Oh, I forgot to mention that the air temperature at 9 am that fine morning was - 4 degrees C !!
I recall that half way across the creek, aided by a rope strung across for support, the water was so intensely cold that I lost all feeling below the waist.

I reckon someone could have chopped off my leg and I would not have felt it. And I still had to get the other side and back!!

All the teenagers and most of the parents braved the crossing. There were towels and dry off on, fires burning and makeshift circles of standing people to allow those inside to change into dry clothes.

So in addition to it being utterly impossible to draw any blood with a finger prick in cold conditions, and that you can get very disorientated, there was also the risk that I could have injured my toes, feet, hands etc and would not know til later !!

Wishing all warm hands, faces and feet !!!
 
Hi and welcome to the forum. My son now a young adult, not diabetic, wouldn’t even wear a jacket, never mind zip it up, when he was 8 whatever the weather! :joyful:
 
Absolutely fine to make your kid do up their jacket, as a caring mother thing.

But, as a T1 since 8, I was glad that my parents made as little fuss about T1 as possible.

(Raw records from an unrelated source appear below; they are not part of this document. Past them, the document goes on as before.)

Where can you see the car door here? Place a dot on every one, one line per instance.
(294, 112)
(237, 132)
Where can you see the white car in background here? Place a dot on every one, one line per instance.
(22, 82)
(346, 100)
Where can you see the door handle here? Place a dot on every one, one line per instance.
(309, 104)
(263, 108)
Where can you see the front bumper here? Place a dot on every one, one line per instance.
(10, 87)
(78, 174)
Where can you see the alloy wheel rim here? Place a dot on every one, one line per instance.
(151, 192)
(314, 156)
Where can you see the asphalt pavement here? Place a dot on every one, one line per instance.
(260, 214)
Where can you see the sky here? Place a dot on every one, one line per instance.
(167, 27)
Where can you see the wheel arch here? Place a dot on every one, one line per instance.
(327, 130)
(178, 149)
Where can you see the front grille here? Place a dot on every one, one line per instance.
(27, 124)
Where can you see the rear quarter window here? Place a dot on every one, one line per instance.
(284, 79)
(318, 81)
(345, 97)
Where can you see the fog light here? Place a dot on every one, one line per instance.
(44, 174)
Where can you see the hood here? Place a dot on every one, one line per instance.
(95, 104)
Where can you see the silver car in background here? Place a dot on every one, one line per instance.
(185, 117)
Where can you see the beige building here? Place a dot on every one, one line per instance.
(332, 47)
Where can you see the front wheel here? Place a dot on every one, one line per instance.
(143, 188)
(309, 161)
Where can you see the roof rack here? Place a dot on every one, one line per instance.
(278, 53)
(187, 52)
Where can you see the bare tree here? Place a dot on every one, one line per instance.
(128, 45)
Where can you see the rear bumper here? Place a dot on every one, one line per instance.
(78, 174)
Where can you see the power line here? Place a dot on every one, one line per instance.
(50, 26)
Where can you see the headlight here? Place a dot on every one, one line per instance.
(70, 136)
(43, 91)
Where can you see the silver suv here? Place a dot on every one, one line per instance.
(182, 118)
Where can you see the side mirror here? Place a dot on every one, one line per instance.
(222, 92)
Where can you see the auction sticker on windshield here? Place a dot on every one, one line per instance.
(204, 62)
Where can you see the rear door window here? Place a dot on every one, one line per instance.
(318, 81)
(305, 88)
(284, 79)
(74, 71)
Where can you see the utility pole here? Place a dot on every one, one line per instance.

So my Mum might have told me to do up my jacket, but it would never have been because I was T1. I suspect that my parents were privately terrified by my diagnosis (I found out about this 20 years later), but they never made me feel that there was anything I couldn't do because of T1. So I went through childhood aware of diabetes, but free of fear.

There's enough stuff that T1 kids have to do now (insulin, blood tests, glucose) without adding additional constraints which are because you're T1.
 
My 6 yo comes out of her class with her jacket hanging off her shoulders. She looks a mess! We tried to get her to come out with it done up for quite some time but it seems to make no difference whatsoever.

But come to think of it I never felt the cold much as a kid and minimal attire in my teens was common for me even in the winter. I didn’t feel the cold then. I do now though.